Dairy Crest is to re-open its formula contract for new applications.
Producers will be able to apply for the 12-month contracts from 22 September for a limited time on a first-come first-served basis. Originally launched in April 2013, the formula calculates the price Dairy Crest pays non-aligned liquid milk farmers on a monthly basis based on five factors: the cost of compound feed, red diesel and fertiliser as well as the price of bulk cream and four pints of milk in the retailers.
The formula contract price for liquid milk producers will fall by 0.49ppl to 31.23ppl from 1 October, however it remains significantly higher than Dairy Crest’s standard liquid milk price for October, which stands at 28.34ppl.

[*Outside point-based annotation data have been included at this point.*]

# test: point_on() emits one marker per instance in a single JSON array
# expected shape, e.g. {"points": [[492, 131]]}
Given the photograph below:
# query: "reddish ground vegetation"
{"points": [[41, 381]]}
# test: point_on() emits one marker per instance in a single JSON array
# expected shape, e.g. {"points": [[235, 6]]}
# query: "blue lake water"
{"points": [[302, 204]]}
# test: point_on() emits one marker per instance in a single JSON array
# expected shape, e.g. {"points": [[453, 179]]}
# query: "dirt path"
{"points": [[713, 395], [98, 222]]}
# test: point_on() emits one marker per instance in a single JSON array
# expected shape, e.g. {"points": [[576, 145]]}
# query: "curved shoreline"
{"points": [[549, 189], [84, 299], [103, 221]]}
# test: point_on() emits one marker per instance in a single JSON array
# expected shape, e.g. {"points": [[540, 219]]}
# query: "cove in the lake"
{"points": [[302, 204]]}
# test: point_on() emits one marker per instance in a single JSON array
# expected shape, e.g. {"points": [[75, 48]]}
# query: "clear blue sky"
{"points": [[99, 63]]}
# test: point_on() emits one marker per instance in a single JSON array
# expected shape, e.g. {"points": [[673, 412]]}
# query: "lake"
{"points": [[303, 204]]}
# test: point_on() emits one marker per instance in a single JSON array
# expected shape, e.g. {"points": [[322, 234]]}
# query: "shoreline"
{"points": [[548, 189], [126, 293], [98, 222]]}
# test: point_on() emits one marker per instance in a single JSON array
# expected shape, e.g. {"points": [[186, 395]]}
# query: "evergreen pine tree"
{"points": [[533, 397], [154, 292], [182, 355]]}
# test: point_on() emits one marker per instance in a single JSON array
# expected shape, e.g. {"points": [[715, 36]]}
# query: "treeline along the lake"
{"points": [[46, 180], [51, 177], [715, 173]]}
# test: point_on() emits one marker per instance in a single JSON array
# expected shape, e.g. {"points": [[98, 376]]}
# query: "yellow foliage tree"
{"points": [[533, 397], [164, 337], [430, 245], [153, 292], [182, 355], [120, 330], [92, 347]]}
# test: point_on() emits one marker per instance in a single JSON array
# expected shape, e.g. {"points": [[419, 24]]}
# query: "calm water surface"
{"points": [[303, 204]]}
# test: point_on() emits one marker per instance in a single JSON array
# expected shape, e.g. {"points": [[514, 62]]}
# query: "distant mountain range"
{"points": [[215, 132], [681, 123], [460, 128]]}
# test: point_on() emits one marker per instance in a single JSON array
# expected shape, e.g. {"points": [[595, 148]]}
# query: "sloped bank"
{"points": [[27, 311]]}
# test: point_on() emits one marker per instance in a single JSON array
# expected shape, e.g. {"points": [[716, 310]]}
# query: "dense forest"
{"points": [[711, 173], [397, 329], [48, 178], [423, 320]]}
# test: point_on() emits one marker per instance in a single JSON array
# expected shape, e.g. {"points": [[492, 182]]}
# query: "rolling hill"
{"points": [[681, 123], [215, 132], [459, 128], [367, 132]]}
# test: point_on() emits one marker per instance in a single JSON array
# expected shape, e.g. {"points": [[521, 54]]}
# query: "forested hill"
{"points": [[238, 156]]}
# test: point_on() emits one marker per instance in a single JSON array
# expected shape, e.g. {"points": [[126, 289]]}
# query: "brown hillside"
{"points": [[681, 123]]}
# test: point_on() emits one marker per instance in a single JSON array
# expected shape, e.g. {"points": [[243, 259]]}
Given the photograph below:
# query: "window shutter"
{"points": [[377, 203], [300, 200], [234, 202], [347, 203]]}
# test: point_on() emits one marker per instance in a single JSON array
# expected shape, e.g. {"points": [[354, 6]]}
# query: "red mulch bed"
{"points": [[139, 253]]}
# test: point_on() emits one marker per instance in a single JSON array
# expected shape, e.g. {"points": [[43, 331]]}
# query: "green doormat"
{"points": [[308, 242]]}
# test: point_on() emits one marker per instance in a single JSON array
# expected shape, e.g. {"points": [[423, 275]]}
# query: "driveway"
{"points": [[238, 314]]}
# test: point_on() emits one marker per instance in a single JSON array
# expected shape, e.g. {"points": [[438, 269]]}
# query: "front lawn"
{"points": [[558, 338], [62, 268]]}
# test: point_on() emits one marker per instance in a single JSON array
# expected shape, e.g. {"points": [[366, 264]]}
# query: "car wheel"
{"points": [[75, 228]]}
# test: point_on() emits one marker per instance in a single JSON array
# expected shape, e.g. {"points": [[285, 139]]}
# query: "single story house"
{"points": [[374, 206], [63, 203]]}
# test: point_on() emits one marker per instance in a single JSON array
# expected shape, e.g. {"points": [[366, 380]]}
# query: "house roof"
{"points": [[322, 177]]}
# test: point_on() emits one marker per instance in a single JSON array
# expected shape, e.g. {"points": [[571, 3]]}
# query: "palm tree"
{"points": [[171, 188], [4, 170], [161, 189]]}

Michael Masters, secretary of Dairy Crest Direct (DCD), which represents the 1,100 farmers who sell their milk directly to Dairy Crest, said those signing up for the contracts would benefit from “some price certainty” and less volatility ahead of a potentially difficult winter for dairy producers.
Dairy Crest farmers on Davidstow contracts will also experience a reduction on 1 October, from 1.75ppl to 30.34ppl.
First Milk is reducing the price it pays for both its liquid and manufacturing pools by 3ppl to 25.1ppl and 26.1ppl respectively, while Arla reduced the price it paid for a standard UK litre by 1.2ppl 30.38ppl on 1 September.
Masters said a reduction in cream and concentrate market prices would be the main drivers in milk prices over the coming months, and could potentially see formula prices fall by around 1ppl each month in November and December, with a reduction in the region of 0.7ppl for January before levelling off as markets stabilised.
“Despite these estimated reductions, the January formula price would still deliver a higher milk price than the October standard liquid contract.”
“In the current uncertain market, at what level will the equivalent comparator standard liquid milk price actually record for January?” Masters queried.